RNA silencing is a broadly conserved machinery and is involved in many biological events. Small RNAs are key molecules in RNA silencing pathway that guide sequence-specific gene regulations and chromatin modifications. The silencing machinery works as an anti-viral defense in virus-infected plants. It is generally accepted that virus-specific small interfering (si) RNAs bind to the viral genome and trigger its cleavage. Previously, we have cloned and obtained sequences of small RNAs from Arabidopsis thaliana infected or uninfected with crucifer Tobacco mosaic virus. MicroRNAs (miRNAs) accumulated to a higher percentage of total small RNAs in the virus-infected plants.

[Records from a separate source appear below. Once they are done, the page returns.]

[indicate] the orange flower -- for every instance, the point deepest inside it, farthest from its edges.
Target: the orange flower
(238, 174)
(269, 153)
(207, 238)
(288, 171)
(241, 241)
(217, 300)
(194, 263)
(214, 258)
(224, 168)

This was partly because the viral replication protein binds to the miRNA/miRNA* duplexes. In the present study, we mapped the sequences of small RNAs other than virus-derived siRNAs to the Arabidopsis genome and assigned each small RNA. It was demonstrated that only miRNAs increased as a result of viral infection. Furthermore, some newly identified miRNAs and miRNA candidates were found from the virus-infected plants despite a limited number of examined sequences. We propose that it is advantageous to use virus-infected plants as a source for cloning and identifying new miRNAs.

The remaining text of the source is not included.